Janela Indiscreta (esq p/ dir)
Será que para o espectador contemporâneo Hitchcock ainda é um mestre do suspense? Quando, por exemplo, sabe-se dos relatos sobre a intensa reação da platéia ao ver Psicose em 1960, incluindo desmaios e gritos, as diferenças de época ficam bem claras. Depois de tantos anos e de tantos recursos reusados por outros filmes, é mais do que natural que o impacto não seja o mesmo. Porém, como acontece com as obras de fato clássicas, os grandes filmes de Hitchcock contêm valores artísticos de sobra, e mesmo que alguns deles já não sejam tão efetivos quando na época original, o conjunto ainda possui muito a oferecer.
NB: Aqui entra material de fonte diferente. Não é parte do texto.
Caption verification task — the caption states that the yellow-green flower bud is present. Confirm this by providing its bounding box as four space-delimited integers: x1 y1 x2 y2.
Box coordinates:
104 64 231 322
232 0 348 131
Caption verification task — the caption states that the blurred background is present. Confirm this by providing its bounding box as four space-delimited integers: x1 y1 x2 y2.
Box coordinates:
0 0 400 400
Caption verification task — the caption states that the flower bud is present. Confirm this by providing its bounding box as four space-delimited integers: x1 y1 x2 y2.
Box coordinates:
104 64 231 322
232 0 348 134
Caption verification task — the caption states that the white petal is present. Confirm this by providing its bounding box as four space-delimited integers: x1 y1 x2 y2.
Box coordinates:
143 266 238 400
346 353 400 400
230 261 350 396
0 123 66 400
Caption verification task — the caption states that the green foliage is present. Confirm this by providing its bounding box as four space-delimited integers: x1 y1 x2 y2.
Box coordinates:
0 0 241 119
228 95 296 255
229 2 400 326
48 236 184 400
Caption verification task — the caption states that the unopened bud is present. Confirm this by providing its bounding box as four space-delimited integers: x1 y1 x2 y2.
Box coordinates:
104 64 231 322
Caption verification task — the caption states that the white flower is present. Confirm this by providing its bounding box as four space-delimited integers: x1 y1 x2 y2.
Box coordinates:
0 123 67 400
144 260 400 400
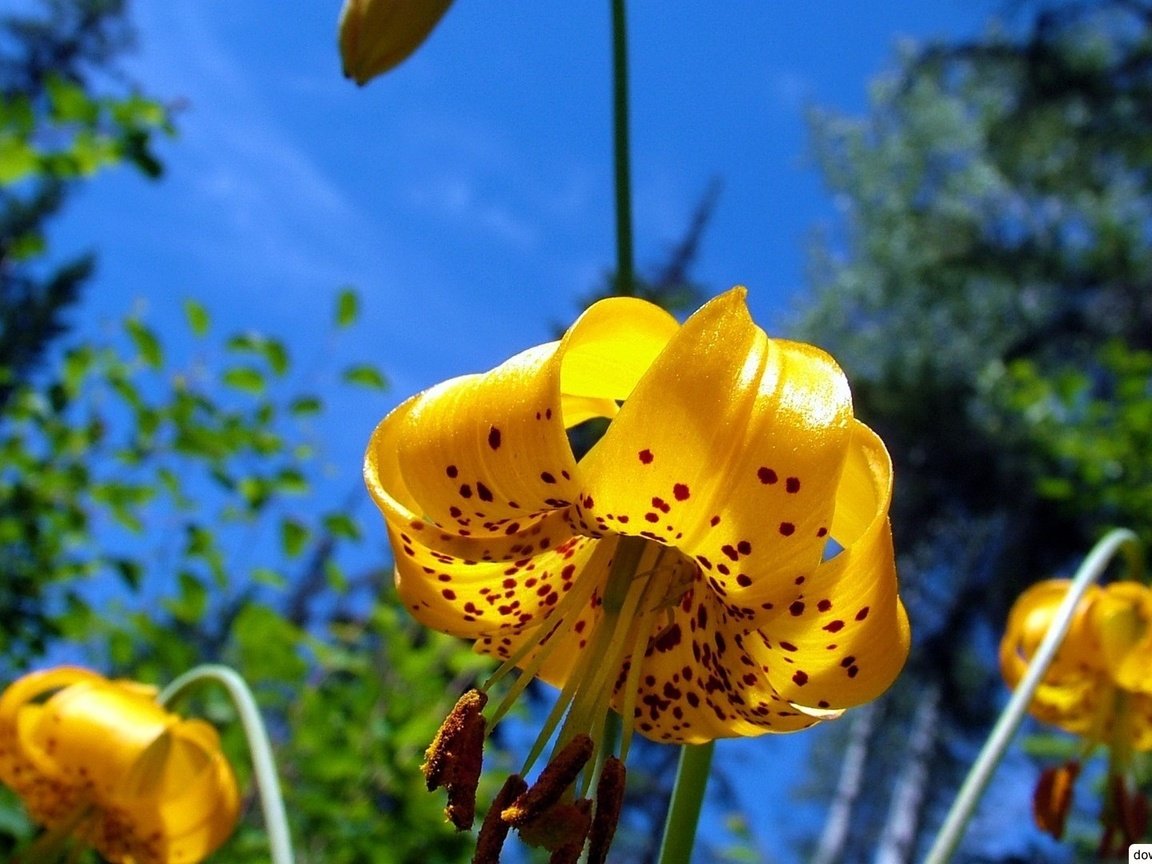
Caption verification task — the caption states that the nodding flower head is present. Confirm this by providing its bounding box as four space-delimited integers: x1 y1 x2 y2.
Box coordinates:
0 667 240 864
365 288 909 861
Hitchcock era mestre em diversos recursos cinematográficos, entre eles fazer a história avançar usando apenas elementos visuais, sem a necessidade contínua de diálogo. O diretor inglês ainda poderia ser chamado de mestre da câmera subjetiva, aquela que simula o olhar físico do personagem. Na sua filmografia, tal recurso foi bem usado em produções como O Homem Errado e encontrou o seu auge em Janela Indiscreta e Um Corpo que Cai, justamente filmes em que o ato simples do olhar é uma força importante da história.
Em Janela Indiscreta, estrelado por James Stewart. é muito curioso ver como o costume que o protagonista adquiriu de observar os apartamentos da vizinhança começa a interessar à sua empregada e à sua namorada (Grace Kelly). O passatempo desse fotógrafo recuperando-se de um acidente evolui para um tipo de obsessão; quando Stewart desconfia que um vizinho matou a esposa e sente que precisa fazer algo, a trama tem a sua virada – quebrou-se a ilusão do voyeurismo, percebe-se que não se pode apenas olhar. A mesma idéia aplica-se a Um Corpo que Cai, Stewart – agora no papel de um ex-policial fazendo um serviço particular para um amigo – não consegue apenas seguir e investigar a personagem de Kim Novak. Junto com a irreparável música de Hermann, o trabalho de câmera mostra como o olhar de Stweart é seduzido e enredado pelo seu objeto. Por fim, Novak vai se mostrar como um simulacro, como um show para Stewart se fixar.
Já se falou muito de Janela Indiscreta como uma metáfora para o cinema. Sentamos confortavelmente na sala escura para assistir dramas e ações alheias – e às vezes somos influenciados por elas. Em um mundo saturado por informações visuais de diversas fontes, podemos imaginar que essas imagens estão diluídas, sem que nenhuma consiga ter um impacto significativo. Mas a idéia que vem do limite do voyeurismo ainda soa válida, até óbvia: não conseguimos nos dissociar do que assistimos.
[As séries de imagens do post foram tiradas do Hitchcockwiki, onde para cada filme disponível digitalmente, há uma seção com mil imagens capturadas. Impressiona como que mesmo por imagem estáticas os filmes de Hitchcock são bons de olhar.]